Officials took the initiative and are more motivated to implement non-Covid, giving up hope that the country will open up after the event.

The tighter the restrictions, the more suffering and accidents caused by the endless shutdowns.
Migrant workers abandoned a shuttered Foxconn factory, walking for miles to escape an outbreak at China’s largest iPhone assembly site. A 3-year-old boy died of air poisoning in a closet after he was denied immediate access to the hospital. A 4-month-old girl died in a hotel quarantine after 12 hours of intensive care.
Then, in late November, a house went up in flames in the western city of Urumqi at the end of months of simmering public anger. Many believed that the blockade prevented recovery efforts, despite the opposition of the authorities.
Protests broke out across the country, on a scale not seen in decades. On university campuses and on city streets, crowds gathered to call for an end to Covid testing and lockdowns, with some protesting the ban and calling for more political power.
In Shanghai, protesters also called for Xi to step down – an act of political defiance against the country’s most powerful and authoritarian leader in decades.
Demonstrations across the country pose an unprecedented challenge to Xi. At that time, Omicron was out of control, with the country recording a daily record of more than 40,000 deaths, the economic crisis was severe, and local governments lacked funds to pay the big lock bills.

In an effort to appease the protesters, some cities began to loosen restrictions.
Then, on December 7, the central government announced a change of course, changing the closures, testing and allowing residents to leave home – and leave the non-Covid .
Government media and health officials have shifted from preaching the danger of the virus to minimizing its threat.
While the easing of restrictions has been long-awaited for many, the suddenness and uncertainty of it has left people unprepared and left to fend for themselves.
Cold and flu medicines – banned from sale under non-Covid – are still sold in pharmacies and online shopping sites. Long lines have formed outside fever clinics and hospital emergency rooms filled with patients, many of them elderly. Mortuaries are struggling to keep up with the influx of bodies.
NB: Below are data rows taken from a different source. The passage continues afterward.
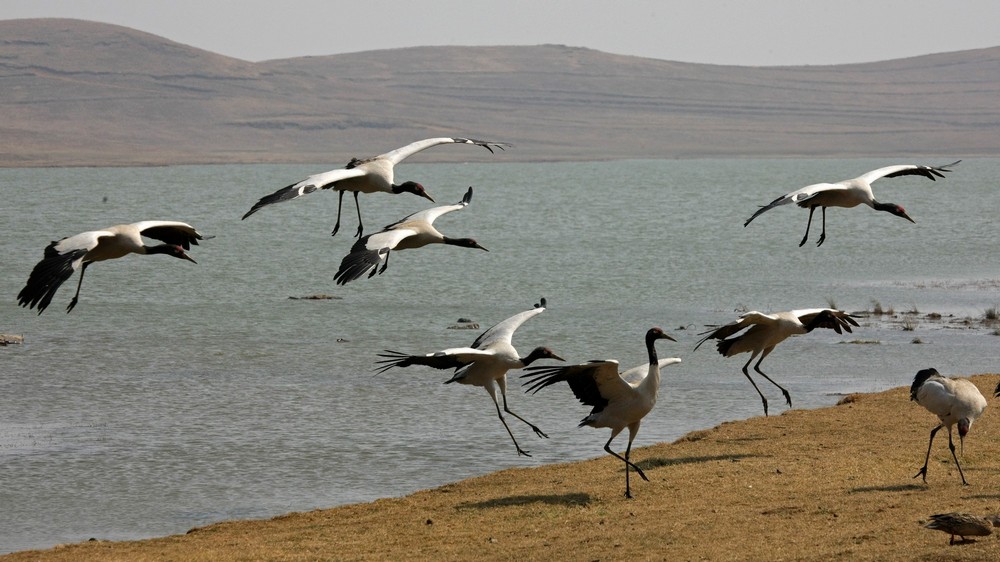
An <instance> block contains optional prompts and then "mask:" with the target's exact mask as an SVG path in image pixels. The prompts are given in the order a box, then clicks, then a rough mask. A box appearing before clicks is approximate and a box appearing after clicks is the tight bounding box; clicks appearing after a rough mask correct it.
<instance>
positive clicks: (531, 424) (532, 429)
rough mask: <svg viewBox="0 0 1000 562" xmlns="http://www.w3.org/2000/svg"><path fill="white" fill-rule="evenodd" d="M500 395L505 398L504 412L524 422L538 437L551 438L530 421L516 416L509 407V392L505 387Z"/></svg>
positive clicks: (500, 387) (504, 399) (503, 404)
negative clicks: (507, 399)
mask: <svg viewBox="0 0 1000 562" xmlns="http://www.w3.org/2000/svg"><path fill="white" fill-rule="evenodd" d="M500 394H501V395H502V396H503V411H505V412H507V413H508V414H510V415H512V416H514V417H515V418H517V419H519V420H521V421H523V422H524V423H526V424H528V427H530V428H531V430H532V431H534V432H535V435H537V436H539V437H544V438H546V439H548V438H549V436H548V435H545V432H544V431H542V430H541V429H538V426H536V425H535V424H533V423H531V422H529V421H528V420H526V419H524V418H522V417H521V416H519V415H517V414H515V413H514V412H512V411H510V408H508V407H507V392H506V391H505V390H504V388H503V386H501V387H500Z"/></svg>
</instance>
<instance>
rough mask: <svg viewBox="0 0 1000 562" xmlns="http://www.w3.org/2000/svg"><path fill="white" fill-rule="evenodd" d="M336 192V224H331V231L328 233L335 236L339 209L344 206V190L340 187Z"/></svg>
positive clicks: (336, 234)
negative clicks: (331, 226)
mask: <svg viewBox="0 0 1000 562" xmlns="http://www.w3.org/2000/svg"><path fill="white" fill-rule="evenodd" d="M337 193H338V194H339V195H338V196H337V224H335V225H333V232H331V233H330V236H336V235H337V231H338V230H340V209H341V207H343V206H344V190H342V189H341V190H339V191H337Z"/></svg>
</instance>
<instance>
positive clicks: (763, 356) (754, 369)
mask: <svg viewBox="0 0 1000 562" xmlns="http://www.w3.org/2000/svg"><path fill="white" fill-rule="evenodd" d="M764 357H767V354H766V353H765V354H764V355H763V356H762V357H761V358H760V361H757V364H756V365H754V366H753V370H754V371H757V372H758V373H760V376H762V377H764V378H765V379H767V382H769V383H771V384H773V385H774V386H776V387H778V388H779V389H780V390H781V394H782V395H783V396H784V397H785V403H787V404H788V407H789V408H791V407H792V395H791V394H788V391H787V390H785V387H783V386H781V385H780V384H778V383H776V382H774V380H772V379H771V377H769V376H767V375H766V374H764V371H761V370H760V362H761V361H763V360H764Z"/></svg>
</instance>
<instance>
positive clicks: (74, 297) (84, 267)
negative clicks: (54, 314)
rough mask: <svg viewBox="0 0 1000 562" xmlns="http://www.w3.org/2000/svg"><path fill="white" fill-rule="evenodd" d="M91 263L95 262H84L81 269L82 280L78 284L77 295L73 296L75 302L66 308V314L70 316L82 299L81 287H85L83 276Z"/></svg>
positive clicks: (80, 279)
mask: <svg viewBox="0 0 1000 562" xmlns="http://www.w3.org/2000/svg"><path fill="white" fill-rule="evenodd" d="M91 263H93V262H89V261H88V262H84V263H83V267H81V268H80V280H79V281H77V283H76V294H75V295H73V300H71V301H69V306H67V307H66V314H69V311H71V310H73V307H74V306H76V301H78V300H79V299H80V287H81V286H83V274H84V273H86V272H87V266H88V265H90V264H91Z"/></svg>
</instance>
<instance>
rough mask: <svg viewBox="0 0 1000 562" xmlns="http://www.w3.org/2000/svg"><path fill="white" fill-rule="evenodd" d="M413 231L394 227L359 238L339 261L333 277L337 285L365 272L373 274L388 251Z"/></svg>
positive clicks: (370, 273) (345, 281)
mask: <svg viewBox="0 0 1000 562" xmlns="http://www.w3.org/2000/svg"><path fill="white" fill-rule="evenodd" d="M415 233H416V231H414V230H413V229H410V228H395V229H392V230H382V231H380V232H376V233H375V234H369V235H368V236H365V237H364V238H361V239H360V240H358V241H357V242H355V243H354V246H351V253H349V254H347V255H346V256H344V259H342V260H341V261H340V268H339V269H338V270H337V274H336V275H334V276H333V279H334V280H335V281H336V282H337V284H338V285H346V284H347V283H349V282H351V281H354V280H355V279H358V278H360V277H361V276H362V275H364V274H366V273H368V276H369V277H371V276H373V275H375V273H376V272H379V269H378V266H379V264H381V263H383V262H385V261H386V260H388V258H389V252H390V251H391V250H392V249H393V248H395V247H396V245H397V244H399V242H400V241H401V240H403V239H404V238H406V237H407V236H410V235H413V234H415ZM384 269H385V268H383V269H382V271H384Z"/></svg>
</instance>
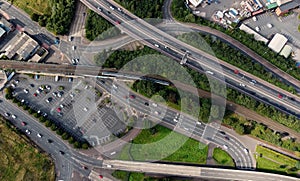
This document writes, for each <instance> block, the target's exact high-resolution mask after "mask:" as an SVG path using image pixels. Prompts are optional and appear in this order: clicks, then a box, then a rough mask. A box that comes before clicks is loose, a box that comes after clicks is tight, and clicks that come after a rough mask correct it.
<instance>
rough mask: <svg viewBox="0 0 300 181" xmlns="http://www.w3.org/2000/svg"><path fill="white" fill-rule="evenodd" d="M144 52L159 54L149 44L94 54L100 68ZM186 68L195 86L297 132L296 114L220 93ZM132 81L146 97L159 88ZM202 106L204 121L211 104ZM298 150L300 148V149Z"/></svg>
mask: <svg viewBox="0 0 300 181" xmlns="http://www.w3.org/2000/svg"><path fill="white" fill-rule="evenodd" d="M147 54H158V55H159V54H160V53H159V52H157V51H155V50H153V49H151V48H149V47H145V48H143V49H141V50H137V51H126V50H120V51H114V52H110V51H104V52H101V53H99V54H98V55H96V56H95V61H96V62H97V61H98V62H100V63H99V64H100V65H103V66H102V67H103V68H116V69H118V70H119V69H121V68H123V67H124V65H126V64H127V63H128V62H129V61H131V60H133V59H135V58H137V57H142V56H145V55H147ZM152 57H155V56H152ZM101 58H102V59H101ZM104 61H105V62H104ZM145 62H147V61H145ZM174 62H175V61H174ZM151 66H153V65H151ZM172 66H173V65H172ZM172 66H171V67H172ZM140 67H150V66H147V65H146V64H145V65H142V66H140ZM155 67H159V68H161V69H163V70H168V67H161V65H157V66H155ZM186 70H187V72H188V73H189V74H190V75H191V77H192V78H193V81H194V82H195V84H196V86H197V88H199V89H202V90H205V91H208V92H211V87H210V86H212V87H213V89H214V90H219V92H220V95H223V94H227V97H226V98H227V99H228V100H230V101H232V102H234V103H236V104H239V105H241V106H244V107H246V108H248V109H250V110H253V111H255V112H257V113H258V114H260V115H262V116H266V117H268V118H271V119H272V120H274V121H276V122H278V123H280V124H282V125H285V126H287V127H289V128H291V129H293V130H295V131H298V132H300V120H299V119H297V118H296V117H295V116H291V115H287V114H285V113H282V112H281V111H278V110H276V109H275V108H274V107H273V106H269V105H267V104H265V103H262V102H259V101H257V100H255V99H254V98H252V97H250V96H248V95H245V94H242V93H240V92H238V91H237V90H234V89H232V88H228V87H227V92H226V93H223V92H221V91H222V89H221V88H220V87H219V84H217V83H216V84H214V83H213V82H212V81H210V82H209V81H208V79H207V77H206V75H204V74H200V73H199V72H197V71H195V70H192V69H190V68H186ZM137 72H140V71H139V70H137ZM175 76H176V77H177V80H182V79H181V77H182V76H184V75H180V74H178V73H177V74H175ZM135 84H136V86H135V85H134V86H135V87H134V86H133V89H134V90H136V91H137V92H138V93H143V94H144V95H145V96H147V95H148V97H149V96H150V95H153V94H152V92H154V91H155V90H157V88H159V87H161V86H160V85H156V84H153V83H148V82H146V81H140V82H137V83H135ZM156 87H157V88H156ZM163 89H164V88H163ZM163 89H160V90H158V91H161V90H163ZM166 89H167V88H166ZM162 92H164V91H162ZM150 93H151V94H150ZM157 94H158V92H157ZM165 98H166V97H165ZM262 99H264V98H263V97H262ZM178 102H180V101H178ZM173 105H175V103H173ZM204 105H205V106H204V108H205V109H201V110H200V115H203V116H200V118H201V119H202V121H204V122H205V121H207V120H208V117H205V115H209V110H210V105H209V106H207V105H206V104H204ZM172 107H173V108H176V107H177V108H178V107H179V106H178V105H177V106H172ZM190 107H191V108H192V107H193V106H190ZM198 107H199V106H198ZM187 111H188V110H187ZM201 111H202V112H201ZM203 111H207V112H203ZM191 112H194V113H195V112H196V113H198V112H197V111H194V110H193V111H191ZM216 112H222V111H221V110H220V111H216ZM187 113H189V112H187ZM217 114H218V113H215V115H216V117H217ZM297 151H300V149H299V150H297Z"/></svg>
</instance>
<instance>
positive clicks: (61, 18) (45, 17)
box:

Amidst the uproar, the government has stopped reporting most of the country’s Covid deaths and has narrowed its criteria for counting Covid deaths in a way that had been warned by the Health Authority of the The world “really despises the truly dead.”
While such a move has anticipated public panic, it has also been hard to lose politically.
For nearly three years, China’s low Covid case and death rate compared to countries like the United States has served as a symbol of the party’s power and influence.
Now, the true scale of the outbreak and the deaths will seriously undermine the government’s commitment to years of pain relief as necessary to keep people alive.
Some studies suggest that a sudden and uneven reopening like China’s reopening could lead to close to a million deaths – almost as much as the US’s Covid-19 death toll.
As China enters the third – and darkest – winter of the epidemic, the non-Covid has died, but the fallout from its disease will affect the country next year.